Lunch Held Cultural Importance

One big reason for the traditional siesta is that the Spanish have always liked to have a long lunch. At home, a mother will cook a huge lunch for the whole family (and yes, that does include for her grown son; it is still customary to enjoy a home-cooked meal as an adult out of the nest). This meal could last up to two hours (longer if time allowed), and alcohol was often included. Rest before going back to work was essential after that.

However now, people do not always work close to their homes so they aren't heading home for that long family lunch. They would rather work shorter hours and get home earlier in the evening.

The Spanish Still Don't Sleep Enough

According to a Washington Post article, the Spanish sleep an hour less per night than the World Health Organization recommends, while another source claims the Spanish go to sleep later than any country in the world, after Japan.

One reason is that Spain is in the wrong timezone. Spain shares the Iberian peninsula with Portugal, and, geographically speaking, is almost perfectly aligned with Britain, both of which operate on GMT, while Spain is on Central European Time, which extends as far east as Poland's border with Belarus and Ukraine.

The explanation supposedly is due to claims that Spain changed its timezone in World War II to follow Nazi Germany, but this is not strictly true. In fact, most of Europe went to Central European Time during World War II, to avoid confusion about when exactly attacks were going to take place. After the war, most countries reverted to their old timezone, but Spain did not. No one knows why, but it wasn't to align with Nazi Germany, as the Germans had been defeated. In fact, Spain was allied with the UK and the U.S. in the post-war years as the West tried to keep Spain from falling into the Soviet Union's sphere of influence.

A nap in the afternoon is good for you if you don't sleep enough at night. The Spanish Society of Primary Care Physicians says that a siesta reduces stress and improves memory, alertness, and cardiovascular performance. It's said that naps should last around 25 minutes to have the optimal benefit. Yet, Spain is moving toward working fewer hours and eliminating the siesta time so there is concern that Spaniards will not give up their late-night lifestyle. 

Sleeping To Stay Up Later

Another reason why the Spanish have traditionally stopped for siesta is not so much out of need but out of want. One reason that the Spanish continue to want the traditional lunchtime break is that it allows them to stay up later in the evening without fading. The nightlife of Spain may have caused (or maintained) the country's siesta culture, but it is the siesta that allows the late night partying lifestyle to continue, and many Spaniards don't want that to change.

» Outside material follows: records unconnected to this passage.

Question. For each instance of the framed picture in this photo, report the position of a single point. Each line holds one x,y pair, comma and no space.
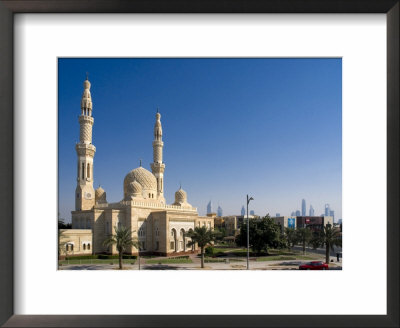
34,293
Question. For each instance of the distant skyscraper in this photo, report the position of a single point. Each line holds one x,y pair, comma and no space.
209,208
332,214
311,210
219,211
303,208
327,210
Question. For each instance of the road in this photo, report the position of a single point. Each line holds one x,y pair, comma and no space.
254,265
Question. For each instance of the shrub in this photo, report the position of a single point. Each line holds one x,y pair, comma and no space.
209,251
112,257
82,257
180,257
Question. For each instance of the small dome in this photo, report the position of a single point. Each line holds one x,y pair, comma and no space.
86,84
180,196
143,177
135,187
100,195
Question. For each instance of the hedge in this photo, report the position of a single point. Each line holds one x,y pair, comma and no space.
100,257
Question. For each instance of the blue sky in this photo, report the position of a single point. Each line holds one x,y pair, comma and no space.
270,128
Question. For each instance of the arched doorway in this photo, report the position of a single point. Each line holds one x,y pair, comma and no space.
182,240
174,243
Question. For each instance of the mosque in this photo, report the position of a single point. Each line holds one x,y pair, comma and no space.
160,228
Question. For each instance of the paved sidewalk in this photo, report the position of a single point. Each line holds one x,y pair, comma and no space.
231,265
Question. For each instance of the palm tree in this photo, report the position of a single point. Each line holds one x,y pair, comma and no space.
203,237
304,236
123,240
290,238
330,237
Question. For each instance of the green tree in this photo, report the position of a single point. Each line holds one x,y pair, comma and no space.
263,233
304,236
330,237
290,237
123,240
316,239
203,237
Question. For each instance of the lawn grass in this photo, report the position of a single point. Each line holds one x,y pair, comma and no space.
219,260
169,261
286,258
96,261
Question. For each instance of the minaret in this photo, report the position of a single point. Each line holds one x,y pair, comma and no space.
84,195
158,167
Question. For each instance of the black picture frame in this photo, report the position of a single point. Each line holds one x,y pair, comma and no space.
10,7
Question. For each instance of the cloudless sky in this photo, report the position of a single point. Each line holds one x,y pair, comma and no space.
270,128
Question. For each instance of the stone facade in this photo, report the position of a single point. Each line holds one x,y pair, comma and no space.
160,228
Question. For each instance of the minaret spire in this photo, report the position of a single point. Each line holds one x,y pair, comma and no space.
84,198
158,166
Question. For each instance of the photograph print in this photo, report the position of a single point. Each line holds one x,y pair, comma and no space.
199,164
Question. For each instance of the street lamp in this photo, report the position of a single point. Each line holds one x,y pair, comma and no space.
248,230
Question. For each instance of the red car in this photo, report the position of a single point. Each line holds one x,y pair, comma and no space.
314,265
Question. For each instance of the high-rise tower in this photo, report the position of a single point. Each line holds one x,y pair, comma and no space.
85,198
158,167
209,207
311,210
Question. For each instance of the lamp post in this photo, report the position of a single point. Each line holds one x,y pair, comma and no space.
248,230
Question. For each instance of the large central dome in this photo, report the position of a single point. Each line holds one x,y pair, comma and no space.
144,177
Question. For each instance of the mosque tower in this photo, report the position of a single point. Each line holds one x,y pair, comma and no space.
85,195
158,167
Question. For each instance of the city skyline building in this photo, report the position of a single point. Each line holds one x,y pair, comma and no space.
332,214
311,213
219,211
243,211
209,207
327,210
303,207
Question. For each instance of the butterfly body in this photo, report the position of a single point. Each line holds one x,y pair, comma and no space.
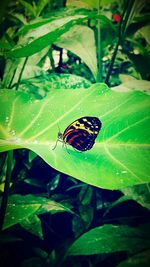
81,133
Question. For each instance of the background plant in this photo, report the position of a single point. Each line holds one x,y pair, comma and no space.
51,51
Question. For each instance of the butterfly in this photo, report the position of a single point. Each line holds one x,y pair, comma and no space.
81,133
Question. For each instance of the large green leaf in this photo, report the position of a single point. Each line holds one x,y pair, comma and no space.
43,36
23,209
120,157
110,238
137,260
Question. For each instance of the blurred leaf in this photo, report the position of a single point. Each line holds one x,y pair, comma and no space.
145,31
139,193
40,6
44,36
126,78
141,259
109,239
86,213
120,156
75,40
33,225
28,7
67,81
32,156
138,23
24,208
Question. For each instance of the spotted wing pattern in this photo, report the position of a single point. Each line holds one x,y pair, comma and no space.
81,133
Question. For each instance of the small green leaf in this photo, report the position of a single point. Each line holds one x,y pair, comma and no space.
139,193
110,238
75,40
47,35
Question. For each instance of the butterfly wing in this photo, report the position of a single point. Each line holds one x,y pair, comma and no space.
81,134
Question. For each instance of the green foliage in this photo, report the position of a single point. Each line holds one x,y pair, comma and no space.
51,53
120,147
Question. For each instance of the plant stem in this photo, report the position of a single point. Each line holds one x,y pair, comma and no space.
99,75
21,72
122,26
52,60
9,86
112,63
6,189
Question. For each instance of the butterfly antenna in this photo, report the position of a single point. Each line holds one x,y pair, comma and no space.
58,130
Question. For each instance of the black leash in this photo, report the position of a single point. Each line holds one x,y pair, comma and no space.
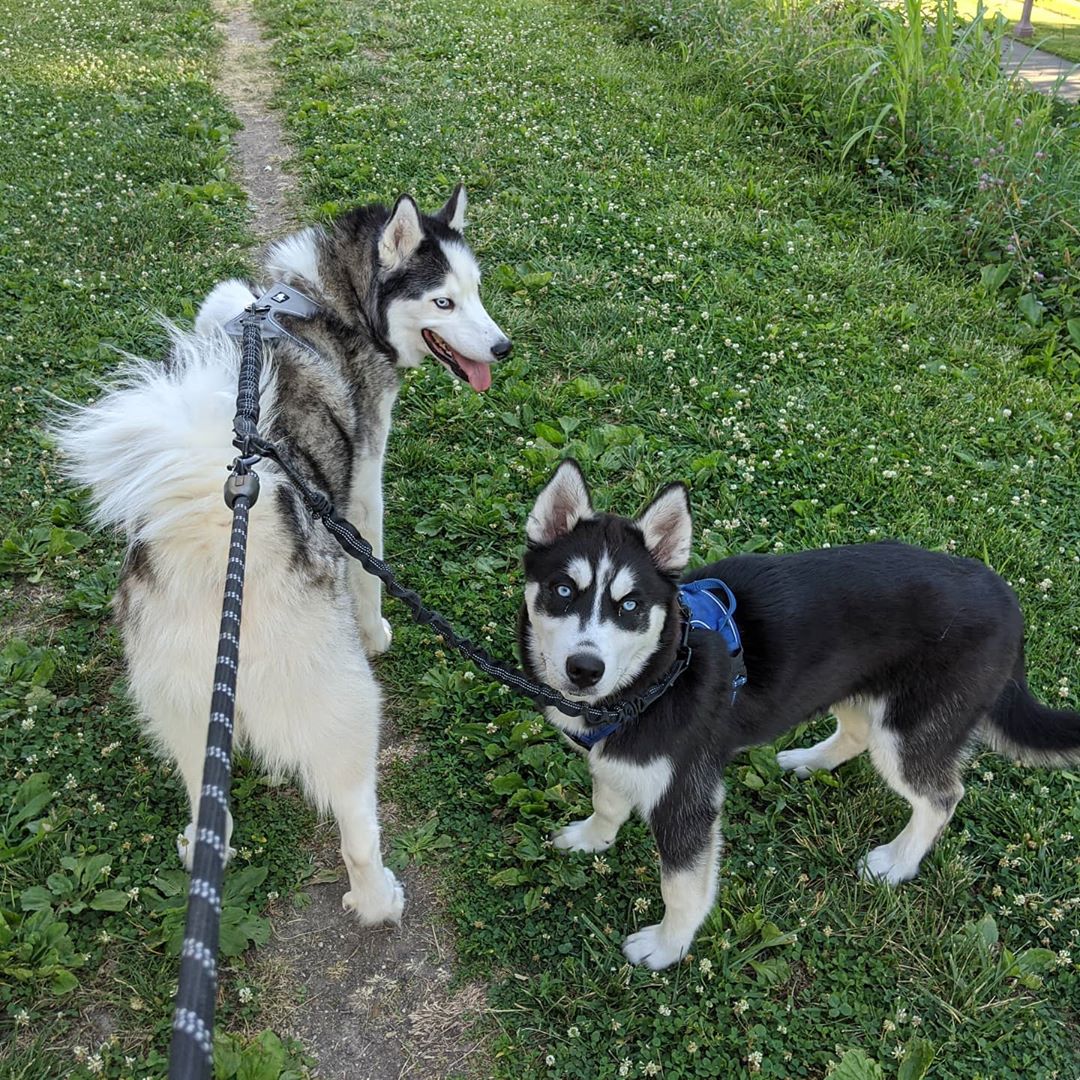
359,549
191,1054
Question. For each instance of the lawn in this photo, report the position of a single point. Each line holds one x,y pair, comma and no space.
696,292
1056,23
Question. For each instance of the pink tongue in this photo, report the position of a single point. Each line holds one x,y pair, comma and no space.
478,375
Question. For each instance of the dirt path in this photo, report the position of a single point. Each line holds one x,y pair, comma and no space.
367,1004
246,81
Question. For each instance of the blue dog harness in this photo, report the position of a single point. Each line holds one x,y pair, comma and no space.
706,604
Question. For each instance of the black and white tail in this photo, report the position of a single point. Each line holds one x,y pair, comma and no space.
1024,729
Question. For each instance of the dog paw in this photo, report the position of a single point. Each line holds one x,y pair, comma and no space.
377,638
653,948
385,903
798,761
186,847
581,836
883,864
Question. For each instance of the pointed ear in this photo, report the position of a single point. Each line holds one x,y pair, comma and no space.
454,212
401,235
559,507
667,528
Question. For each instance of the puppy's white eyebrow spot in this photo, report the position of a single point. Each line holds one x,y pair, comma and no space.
580,572
622,583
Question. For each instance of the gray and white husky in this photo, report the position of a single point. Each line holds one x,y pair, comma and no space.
915,652
391,287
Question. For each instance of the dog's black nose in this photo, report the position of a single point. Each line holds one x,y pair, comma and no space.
584,670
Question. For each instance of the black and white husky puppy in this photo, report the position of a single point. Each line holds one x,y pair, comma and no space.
915,652
387,288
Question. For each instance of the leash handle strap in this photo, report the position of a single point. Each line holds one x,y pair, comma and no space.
191,1053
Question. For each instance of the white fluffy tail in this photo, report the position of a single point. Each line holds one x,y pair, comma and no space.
154,448
225,301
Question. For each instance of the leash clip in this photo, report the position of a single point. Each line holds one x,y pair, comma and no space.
242,485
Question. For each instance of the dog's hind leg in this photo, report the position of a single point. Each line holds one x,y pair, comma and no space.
850,739
927,773
598,831
374,894
185,739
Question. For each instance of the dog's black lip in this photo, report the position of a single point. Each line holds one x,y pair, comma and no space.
435,345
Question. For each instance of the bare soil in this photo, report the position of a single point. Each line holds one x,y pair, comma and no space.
368,1004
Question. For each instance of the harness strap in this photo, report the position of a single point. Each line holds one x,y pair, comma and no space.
191,1053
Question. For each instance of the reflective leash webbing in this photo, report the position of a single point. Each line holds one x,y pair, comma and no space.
191,1054
359,549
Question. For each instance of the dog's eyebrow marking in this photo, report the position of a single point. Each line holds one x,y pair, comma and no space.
622,583
580,571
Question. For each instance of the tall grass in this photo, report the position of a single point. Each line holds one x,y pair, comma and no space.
910,96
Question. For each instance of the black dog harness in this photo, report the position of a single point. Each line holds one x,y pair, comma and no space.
706,604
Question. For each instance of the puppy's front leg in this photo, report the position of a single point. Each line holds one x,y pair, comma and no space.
598,831
688,865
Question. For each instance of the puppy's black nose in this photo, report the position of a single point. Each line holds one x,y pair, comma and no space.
584,670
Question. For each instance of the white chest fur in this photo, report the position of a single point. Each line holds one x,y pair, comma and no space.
643,785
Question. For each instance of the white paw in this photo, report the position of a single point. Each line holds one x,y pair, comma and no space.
581,836
653,948
381,904
883,864
186,847
799,761
377,638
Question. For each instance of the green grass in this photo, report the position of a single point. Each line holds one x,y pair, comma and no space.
117,200
727,306
729,309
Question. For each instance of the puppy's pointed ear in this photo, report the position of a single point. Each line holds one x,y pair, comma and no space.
454,213
559,507
667,528
401,235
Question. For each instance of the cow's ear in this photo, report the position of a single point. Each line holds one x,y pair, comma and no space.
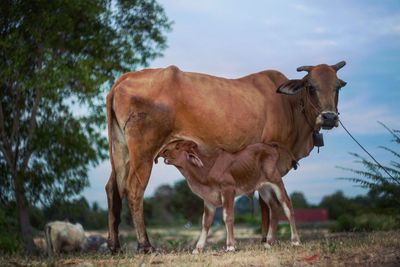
290,87
195,160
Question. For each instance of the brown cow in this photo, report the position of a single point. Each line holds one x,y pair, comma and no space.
149,109
217,179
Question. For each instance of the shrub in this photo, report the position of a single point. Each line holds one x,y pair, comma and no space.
366,223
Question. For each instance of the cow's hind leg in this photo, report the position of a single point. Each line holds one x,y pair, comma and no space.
208,217
114,213
136,184
286,203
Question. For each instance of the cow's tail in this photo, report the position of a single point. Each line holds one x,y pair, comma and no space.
49,242
110,119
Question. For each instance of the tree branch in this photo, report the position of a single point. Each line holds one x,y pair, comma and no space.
15,129
4,145
31,131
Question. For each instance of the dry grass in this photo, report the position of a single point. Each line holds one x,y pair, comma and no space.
319,248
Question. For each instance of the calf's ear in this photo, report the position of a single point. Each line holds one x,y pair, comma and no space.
195,160
290,87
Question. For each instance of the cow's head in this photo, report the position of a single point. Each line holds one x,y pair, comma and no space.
322,86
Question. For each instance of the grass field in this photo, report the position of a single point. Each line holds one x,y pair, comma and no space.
318,248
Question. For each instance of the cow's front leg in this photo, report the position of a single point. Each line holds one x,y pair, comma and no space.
208,217
228,198
270,211
288,209
114,213
136,185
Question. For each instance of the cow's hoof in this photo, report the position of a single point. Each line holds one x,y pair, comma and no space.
146,249
197,251
114,249
269,243
296,243
230,249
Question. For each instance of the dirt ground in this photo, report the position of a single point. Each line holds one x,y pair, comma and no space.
318,248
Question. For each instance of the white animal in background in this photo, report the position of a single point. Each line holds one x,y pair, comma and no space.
64,237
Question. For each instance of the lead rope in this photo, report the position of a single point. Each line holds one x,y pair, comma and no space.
369,154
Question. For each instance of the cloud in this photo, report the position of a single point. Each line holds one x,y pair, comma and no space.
361,115
235,38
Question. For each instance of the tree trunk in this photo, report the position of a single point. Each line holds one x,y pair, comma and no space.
23,215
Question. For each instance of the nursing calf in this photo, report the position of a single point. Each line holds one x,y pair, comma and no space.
219,177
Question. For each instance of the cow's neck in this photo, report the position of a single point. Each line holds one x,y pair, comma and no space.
304,126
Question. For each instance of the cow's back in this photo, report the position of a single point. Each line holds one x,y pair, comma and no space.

The sun stays out much later in Spain than in most other European countries, thus encouraging later eating and partying. Spanish nightlife is an all-night affair. The streets start to fill up at midnight and Spanish people stay out beyond 3 a.m., which would be difficult without a siesta.

The Gradual End of the Siesta

The traditional siesta has been dying for a while now. A higher pressure modern job market means that many people are unwilling or unable to take long breaks, and air conditioning has helped them to work through the hottest part of the day.

The gradual disappearance of the siesta has not changed the late-night lifestyle, which means the Spanish sleep an average of one hour less per day than other European countries.

Even before the law changes and economic pressures, the siesta would be observed in Madrid and Barcelona much less than in Granada or Salamanca. Big supermarkets and department stores in much of the country stay open during the siesta. In winter, when the heat isn't stifling, this can be a good time to go shopping as some Spaniards will still stay away.